Mr. Prohack
"I see you don't wear any ribbons."

"It's like this, sir. I've seen enough ribbons on chests since the armistice. It isn't as if I was one of them conscripts."

"No," murmured Mr. Prohack thoughtfully; then brightening: "And as soon as you were discharged you went back to your old job?"

"I did and I didn't, sir. The fact is, I've been driving an ambulance for the City of London, but as soon as I heard of something private I chucked that. I can't say as I like these Corporations. There's a bit too much stone wall about them Corporations, for my taste."

"Family man?" asked Mr. Prohack lightly. "I've two children myself and both of them can drive."

"Really, sir, I am a family man, as ye might say, but my wife and me, we're best apart."

"Sorry to hear that. I didn't want to—"

"Oh, not at all, sir! That's all right. But you see—the war—me being away and all that—I've got the little boy. He's nine."

"Well," said Mr. Prohack, jumping up nervously, "suppose we go and have a look at the car, shall we?"

"Certainly, sir," said Carthew, throwing the end of his cigarette into the fender, and hastening.

"My dove," said Mr. Prohack to his wife in the hall. "I congratulate you on your taste in chauffeurs. Carthew and I have laid the foundations of a lasting friendship."

"I really wonder you asked him to smoke in the drawing-room," Mrs. Prohack critically observed.

"Why? He saved England for me; and now I'm trusting my life to him."
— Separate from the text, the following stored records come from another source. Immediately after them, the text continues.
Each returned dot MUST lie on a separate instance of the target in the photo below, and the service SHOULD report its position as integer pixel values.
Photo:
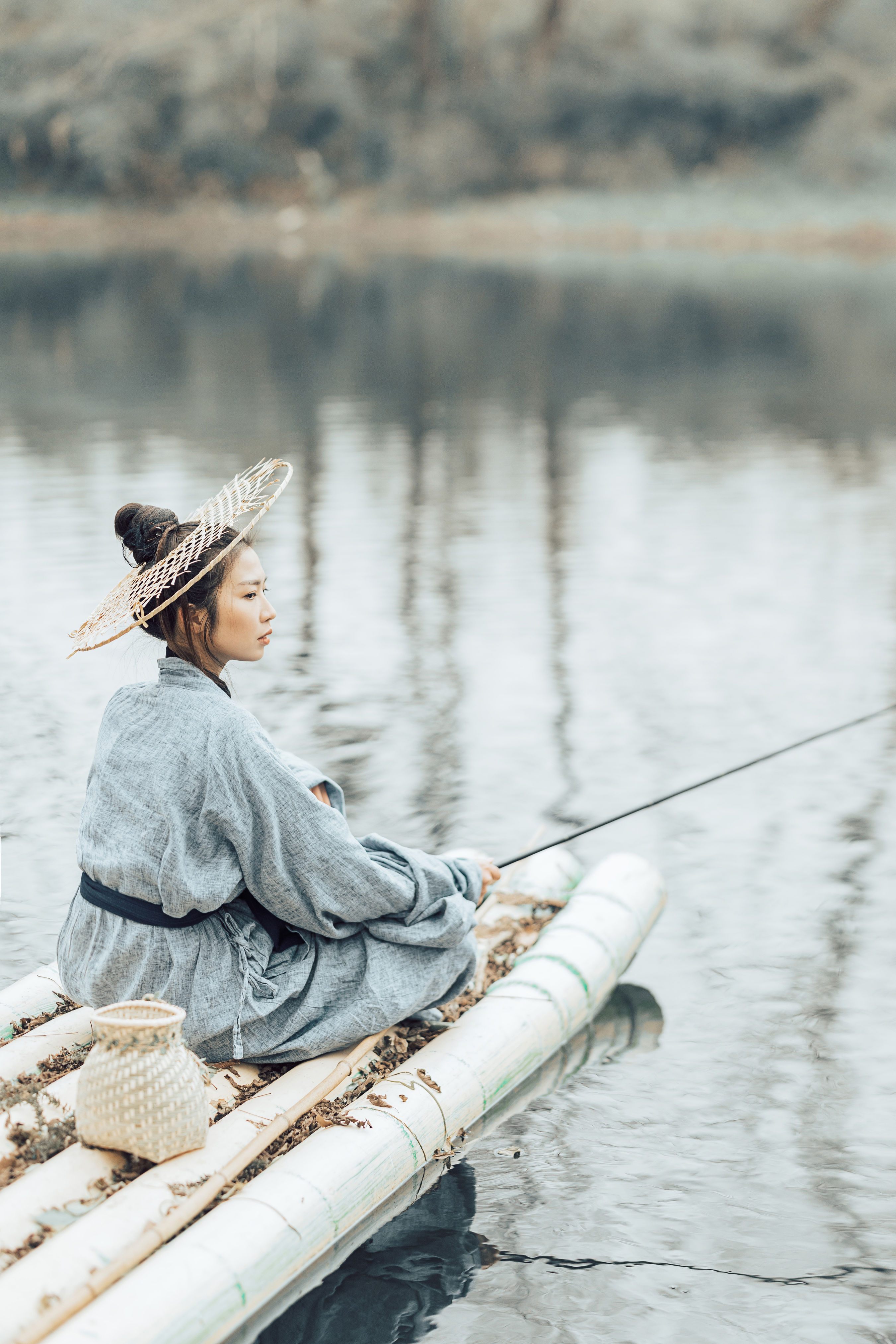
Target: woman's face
(245, 613)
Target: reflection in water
(400, 1280)
(557, 488)
(419, 1262)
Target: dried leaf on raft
(398, 1046)
(23, 1025)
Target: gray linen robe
(190, 804)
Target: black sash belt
(143, 912)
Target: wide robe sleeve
(303, 863)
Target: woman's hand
(491, 873)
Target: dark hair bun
(140, 529)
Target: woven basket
(140, 1089)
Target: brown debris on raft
(23, 1025)
(46, 1139)
(396, 1047)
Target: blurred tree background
(430, 100)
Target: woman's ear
(198, 619)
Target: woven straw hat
(133, 601)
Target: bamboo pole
(171, 1224)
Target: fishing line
(690, 788)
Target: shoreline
(499, 229)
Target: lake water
(561, 538)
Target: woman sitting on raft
(219, 871)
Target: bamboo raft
(82, 1240)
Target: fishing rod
(701, 784)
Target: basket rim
(158, 1014)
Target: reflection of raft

"I do believe you'd like there to be a revolution in this country."

"Not at all, angel! And I don't think there'll be one. But I'm taking my precautions in case there should be one."

"He's only a chauffeur."

"That's very true. He was doing some useful work, driving an ambulance to hospitals. But we've stopped that. He's now only a chauffeur to the idle rich."

"Oh, Arthur! I wish you wouldn't try to be funny on such subjects. You know you don't mean it."